With the right SaaS metrics and processes in place, you have your hands on valuable insight to maintain profitable, long-lasting relationships with your customers.
Whether customer interactions are in person or remote, the viability of a business is still reliant on building these strong connections. Every Software as a Service (SaaS) company should be able to predict customer success to better manage revenue and profit. To demonstrate the return on investment (ROI) of your hard work, tracking and calculating SaaS customer success metrics is a must!
Why Track Customer Success Metrics?
When businesses invest time and energy into tracking customer success and understanding what’s working and what’s falling short, it helps to grow your product and keeps your customers thriving.

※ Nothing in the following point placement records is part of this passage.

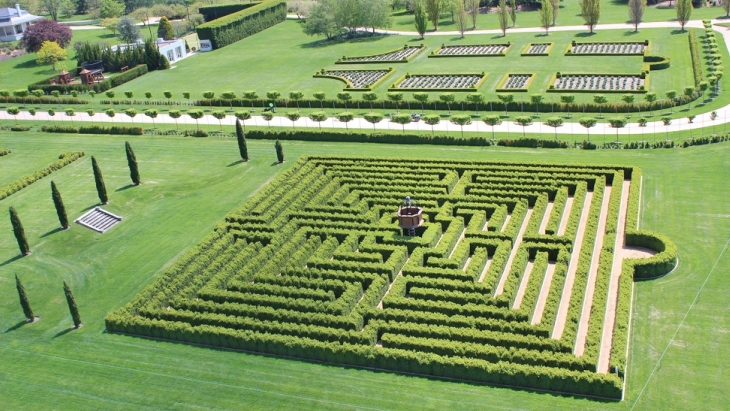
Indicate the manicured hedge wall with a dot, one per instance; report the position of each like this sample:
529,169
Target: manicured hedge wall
228,30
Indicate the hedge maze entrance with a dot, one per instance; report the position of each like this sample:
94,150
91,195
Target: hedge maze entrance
517,277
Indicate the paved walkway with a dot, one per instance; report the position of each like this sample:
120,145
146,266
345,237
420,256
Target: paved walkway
654,130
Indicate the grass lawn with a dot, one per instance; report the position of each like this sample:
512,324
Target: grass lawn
190,184
569,15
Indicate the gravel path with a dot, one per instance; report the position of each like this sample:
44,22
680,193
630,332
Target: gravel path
512,254
544,291
572,267
523,285
604,355
546,218
585,315
565,216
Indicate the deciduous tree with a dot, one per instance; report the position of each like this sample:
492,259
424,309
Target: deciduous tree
45,30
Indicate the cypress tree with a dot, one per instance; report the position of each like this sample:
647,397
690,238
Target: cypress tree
60,208
72,305
241,141
27,311
99,179
19,232
279,151
132,161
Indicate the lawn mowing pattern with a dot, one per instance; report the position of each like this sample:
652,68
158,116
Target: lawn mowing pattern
314,267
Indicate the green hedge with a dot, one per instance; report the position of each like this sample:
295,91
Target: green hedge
63,160
360,137
228,30
105,85
218,11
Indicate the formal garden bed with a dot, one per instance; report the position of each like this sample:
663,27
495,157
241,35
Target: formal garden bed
478,50
600,82
609,48
537,49
515,82
453,82
403,55
359,80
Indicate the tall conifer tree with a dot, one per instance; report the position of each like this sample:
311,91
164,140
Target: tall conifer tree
60,208
132,162
99,180
27,311
19,232
241,137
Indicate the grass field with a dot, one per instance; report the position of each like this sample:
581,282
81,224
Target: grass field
190,184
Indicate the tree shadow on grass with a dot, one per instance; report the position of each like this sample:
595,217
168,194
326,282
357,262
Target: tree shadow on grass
54,231
63,332
16,326
341,40
127,187
6,262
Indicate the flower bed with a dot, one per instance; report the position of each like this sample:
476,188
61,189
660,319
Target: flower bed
609,48
515,82
453,82
358,80
537,49
478,50
601,82
403,55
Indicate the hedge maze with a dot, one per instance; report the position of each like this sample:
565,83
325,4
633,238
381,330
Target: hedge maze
516,277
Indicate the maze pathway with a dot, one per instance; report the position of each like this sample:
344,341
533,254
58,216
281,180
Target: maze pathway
315,267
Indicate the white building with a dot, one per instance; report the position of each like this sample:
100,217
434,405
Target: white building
173,50
14,22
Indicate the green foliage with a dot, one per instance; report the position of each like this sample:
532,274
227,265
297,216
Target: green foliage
60,208
19,232
231,28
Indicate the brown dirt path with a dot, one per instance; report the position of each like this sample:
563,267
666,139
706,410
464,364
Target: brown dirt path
622,252
580,343
566,215
523,285
544,291
546,218
572,267
513,253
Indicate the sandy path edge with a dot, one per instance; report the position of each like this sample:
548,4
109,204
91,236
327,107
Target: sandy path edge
610,315
523,285
546,218
566,215
544,291
513,253
580,341
572,268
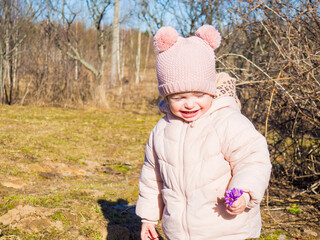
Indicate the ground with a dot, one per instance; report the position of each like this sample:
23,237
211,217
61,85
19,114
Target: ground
73,174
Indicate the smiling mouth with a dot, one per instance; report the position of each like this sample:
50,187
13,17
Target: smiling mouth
189,113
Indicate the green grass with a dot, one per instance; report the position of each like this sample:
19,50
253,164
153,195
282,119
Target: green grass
81,164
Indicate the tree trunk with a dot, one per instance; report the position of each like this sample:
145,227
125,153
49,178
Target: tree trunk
100,93
138,56
115,46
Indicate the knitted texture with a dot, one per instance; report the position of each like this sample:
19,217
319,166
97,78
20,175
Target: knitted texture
186,64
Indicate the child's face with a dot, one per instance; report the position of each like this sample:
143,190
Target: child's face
189,106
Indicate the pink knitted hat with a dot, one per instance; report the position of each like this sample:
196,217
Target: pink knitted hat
186,64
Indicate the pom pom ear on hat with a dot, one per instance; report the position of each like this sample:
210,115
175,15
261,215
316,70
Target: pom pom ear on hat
165,38
210,35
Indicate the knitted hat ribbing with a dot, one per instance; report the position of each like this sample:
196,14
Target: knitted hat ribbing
186,64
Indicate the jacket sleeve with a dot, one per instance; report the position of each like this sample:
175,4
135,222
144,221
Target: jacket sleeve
150,204
247,152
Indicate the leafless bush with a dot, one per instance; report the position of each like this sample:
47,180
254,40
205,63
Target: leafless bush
274,50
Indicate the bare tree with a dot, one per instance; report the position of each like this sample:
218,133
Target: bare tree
16,17
66,41
115,45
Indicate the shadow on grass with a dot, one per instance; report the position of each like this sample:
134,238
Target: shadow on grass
123,224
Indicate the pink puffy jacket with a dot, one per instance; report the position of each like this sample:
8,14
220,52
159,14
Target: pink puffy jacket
188,167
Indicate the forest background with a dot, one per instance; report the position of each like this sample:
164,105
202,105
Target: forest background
99,54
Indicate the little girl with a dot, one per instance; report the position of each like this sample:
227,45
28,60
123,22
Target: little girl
202,147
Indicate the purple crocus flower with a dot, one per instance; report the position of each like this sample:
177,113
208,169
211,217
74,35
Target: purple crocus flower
232,195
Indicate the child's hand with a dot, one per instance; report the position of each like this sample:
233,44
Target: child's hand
148,231
237,207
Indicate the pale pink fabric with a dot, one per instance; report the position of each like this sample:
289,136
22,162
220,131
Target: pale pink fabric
188,167
186,64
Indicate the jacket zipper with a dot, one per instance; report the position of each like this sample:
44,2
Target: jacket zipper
185,225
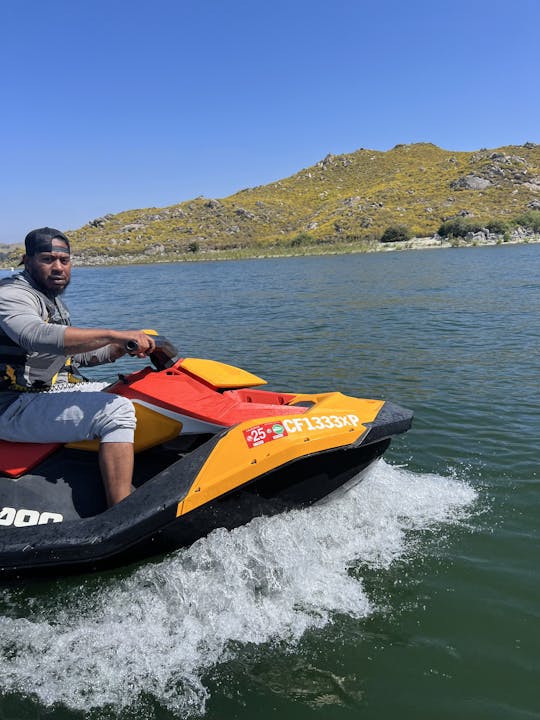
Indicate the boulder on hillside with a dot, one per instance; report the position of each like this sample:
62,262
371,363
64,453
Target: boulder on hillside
470,182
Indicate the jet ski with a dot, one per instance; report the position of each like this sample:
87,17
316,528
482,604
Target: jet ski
213,449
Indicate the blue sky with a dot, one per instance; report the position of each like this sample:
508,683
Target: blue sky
109,105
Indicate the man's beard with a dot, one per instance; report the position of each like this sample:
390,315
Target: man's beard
58,291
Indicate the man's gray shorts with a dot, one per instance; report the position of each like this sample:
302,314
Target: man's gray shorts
68,417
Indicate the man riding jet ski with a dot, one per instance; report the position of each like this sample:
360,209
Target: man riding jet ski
39,347
212,449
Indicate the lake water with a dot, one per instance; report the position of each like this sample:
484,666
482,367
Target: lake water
416,595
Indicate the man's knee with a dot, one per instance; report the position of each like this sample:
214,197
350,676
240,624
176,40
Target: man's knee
117,421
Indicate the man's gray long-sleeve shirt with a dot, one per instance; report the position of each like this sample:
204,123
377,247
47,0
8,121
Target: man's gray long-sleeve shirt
22,320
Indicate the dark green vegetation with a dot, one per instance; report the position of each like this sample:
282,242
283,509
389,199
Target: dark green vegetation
343,203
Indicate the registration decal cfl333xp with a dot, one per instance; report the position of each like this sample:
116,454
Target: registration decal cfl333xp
266,432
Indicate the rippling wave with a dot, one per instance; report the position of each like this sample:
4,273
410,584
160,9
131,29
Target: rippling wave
157,632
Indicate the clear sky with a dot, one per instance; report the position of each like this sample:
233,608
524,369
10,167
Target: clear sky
109,105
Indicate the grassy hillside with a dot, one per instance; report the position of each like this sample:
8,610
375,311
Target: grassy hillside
342,200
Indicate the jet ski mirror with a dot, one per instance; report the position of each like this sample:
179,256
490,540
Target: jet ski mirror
164,355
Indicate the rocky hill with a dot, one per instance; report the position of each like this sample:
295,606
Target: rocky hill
342,200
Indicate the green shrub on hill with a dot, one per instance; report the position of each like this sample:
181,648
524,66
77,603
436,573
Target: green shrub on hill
396,233
529,220
459,227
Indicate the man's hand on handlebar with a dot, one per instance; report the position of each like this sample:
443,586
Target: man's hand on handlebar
133,342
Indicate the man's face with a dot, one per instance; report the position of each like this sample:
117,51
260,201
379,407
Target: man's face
51,270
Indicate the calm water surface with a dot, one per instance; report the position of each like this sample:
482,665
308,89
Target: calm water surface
414,596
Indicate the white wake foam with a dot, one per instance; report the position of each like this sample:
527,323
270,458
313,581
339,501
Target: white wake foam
159,631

SaaS companies run a unique business model that is much more customer-focused than more traditional business models. This means they need a unique set of key customer success metrics to make sure that their business is on track and growing in a sustainable way.
Calculating SaaS metrics and tracking them to figure out how well your users understand the full value of your product will help to answer some key questions. Are they happy with the way it works? Are they unaware of certain functionalities? Or are they just straight-up unsatisfied with the results they’ve had?

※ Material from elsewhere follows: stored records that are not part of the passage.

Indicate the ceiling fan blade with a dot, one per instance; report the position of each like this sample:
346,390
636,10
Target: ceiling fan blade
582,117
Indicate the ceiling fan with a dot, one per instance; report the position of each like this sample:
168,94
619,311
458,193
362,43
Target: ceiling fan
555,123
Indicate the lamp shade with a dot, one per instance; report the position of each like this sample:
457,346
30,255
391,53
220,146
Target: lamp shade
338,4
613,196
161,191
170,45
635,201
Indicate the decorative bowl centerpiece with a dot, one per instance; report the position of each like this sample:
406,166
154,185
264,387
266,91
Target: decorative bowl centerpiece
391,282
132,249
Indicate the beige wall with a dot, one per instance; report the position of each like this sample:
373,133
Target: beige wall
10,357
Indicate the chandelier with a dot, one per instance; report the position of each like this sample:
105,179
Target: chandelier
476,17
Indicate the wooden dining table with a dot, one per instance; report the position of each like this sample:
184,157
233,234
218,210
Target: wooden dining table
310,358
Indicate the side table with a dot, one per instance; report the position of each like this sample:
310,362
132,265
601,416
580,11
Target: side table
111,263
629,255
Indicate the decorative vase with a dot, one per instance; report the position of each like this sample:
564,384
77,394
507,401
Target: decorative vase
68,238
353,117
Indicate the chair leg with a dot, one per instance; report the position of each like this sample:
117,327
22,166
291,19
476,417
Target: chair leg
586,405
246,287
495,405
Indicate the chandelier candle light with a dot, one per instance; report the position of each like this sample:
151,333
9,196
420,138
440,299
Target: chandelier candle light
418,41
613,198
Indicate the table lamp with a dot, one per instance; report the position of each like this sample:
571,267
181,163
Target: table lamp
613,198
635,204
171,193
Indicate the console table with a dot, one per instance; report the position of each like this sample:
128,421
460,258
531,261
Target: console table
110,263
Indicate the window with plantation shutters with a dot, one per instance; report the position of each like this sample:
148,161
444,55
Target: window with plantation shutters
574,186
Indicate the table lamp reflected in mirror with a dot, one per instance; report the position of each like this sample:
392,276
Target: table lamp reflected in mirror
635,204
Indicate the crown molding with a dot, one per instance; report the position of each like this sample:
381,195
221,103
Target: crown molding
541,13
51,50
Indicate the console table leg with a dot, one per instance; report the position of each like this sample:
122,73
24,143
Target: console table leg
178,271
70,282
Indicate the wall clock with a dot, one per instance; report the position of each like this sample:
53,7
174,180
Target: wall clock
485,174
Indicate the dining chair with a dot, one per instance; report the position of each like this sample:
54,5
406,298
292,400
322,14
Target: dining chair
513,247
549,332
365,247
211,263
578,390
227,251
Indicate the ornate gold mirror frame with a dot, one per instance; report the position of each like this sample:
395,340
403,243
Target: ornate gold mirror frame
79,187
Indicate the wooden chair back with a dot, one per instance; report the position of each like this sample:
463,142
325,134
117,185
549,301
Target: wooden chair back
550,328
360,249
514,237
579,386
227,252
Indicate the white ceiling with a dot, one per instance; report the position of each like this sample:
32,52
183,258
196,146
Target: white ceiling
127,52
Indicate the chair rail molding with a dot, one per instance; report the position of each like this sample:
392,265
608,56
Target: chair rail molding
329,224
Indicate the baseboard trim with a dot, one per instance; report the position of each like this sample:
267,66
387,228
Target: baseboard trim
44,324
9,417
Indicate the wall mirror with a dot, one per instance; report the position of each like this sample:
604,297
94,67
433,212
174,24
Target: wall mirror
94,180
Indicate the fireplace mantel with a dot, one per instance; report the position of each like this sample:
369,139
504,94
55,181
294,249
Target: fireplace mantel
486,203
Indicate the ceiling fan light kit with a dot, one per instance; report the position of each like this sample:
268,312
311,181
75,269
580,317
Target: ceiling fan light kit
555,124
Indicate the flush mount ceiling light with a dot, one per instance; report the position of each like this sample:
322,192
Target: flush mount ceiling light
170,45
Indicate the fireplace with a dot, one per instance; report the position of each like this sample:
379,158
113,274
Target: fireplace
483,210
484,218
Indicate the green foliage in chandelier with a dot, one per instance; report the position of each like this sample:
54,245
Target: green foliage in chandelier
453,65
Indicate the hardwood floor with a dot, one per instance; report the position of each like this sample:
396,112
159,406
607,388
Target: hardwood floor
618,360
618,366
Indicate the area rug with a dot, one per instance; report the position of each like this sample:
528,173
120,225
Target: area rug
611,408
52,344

These insights can provide valuable information on how successful and satisfied your users are with your product, which can help steer your roadmap going forward and prevent churn down the line.
5 Key SaaS Metrics
Here are five SaaS metrics you should be focusing on to maximize value for your customers — and the formulas to calculate these metrics.
Customer Churn Rate
This SaaS metric refers to the number of customers a business lost within a given time period. It’s a metric the company as a whole should care about. Marketing, sales and service departments should assess the data from churned customers for noteworthy insights.
Customer Churn Rate = Churned Customers in Period / Total Customers at Start of Period
Customer Retention Cost
Customer retention cost helps determine how much you’re spending to retain a customer. Retention figures can be calculated using total purchases over a period mitigated by retention expenditures, churn, acquisition costs and general overhead. The good news is that the costs associated with repeat business are usually significantly lower.
Customer Retention Cost = Total Retention Cost for All Contracts Up for Renewal / Number of Contracts Up For Renewal
Net Promoter Score
This SaaS metric is the general health indicator for the business. It’s the percentage of customers rating their likelihood to recommend a company, product or service. Getting customers to advocate for the business and share their success stories drives down the customer acquisition cost and supercharges the business.
Net Promoter Score = (Total of Promoter Scores / Number of Respondents) – (Total of Detractor Scores / Number of Respondents)
Customer Lifetime Value
Customer lifetime value is the average amount of revenue a customer generates during their entire relationship with the company. It must account for customer acquisition costs, ongoing sales and marketing expenses, operating expenses and the cost required to manufacture the product and services the company is selling. This metric is a great way to assess customer profitability in knowing how much you should be spending on customer acquisition.
Customer Lifetime Value = Average Value of Sale × Number of Transactions × Retention Time Period × Profit Margin
Renewal Rate
SaaS renewal metrics track the percentage of customers who renew at the end of the subscription period. A high renewal rate is indicative of customer success because it implies stable, recurring revenue from current customers. As a result, it allows you to focus more attention towards acquiring new customers.
Renewal Rate = (Dollar Value of Renewed Contracts + Growth) / Total Dollar Value of Contracts Up For Renewal
The world of SaaS is one of engagement and collaboration. You want customers to be able to confidently move through your system and interact with it in a successful way. Calculating SaaS metrics and tracking them over time is great for benchmarking and finding new ways to constantly improve.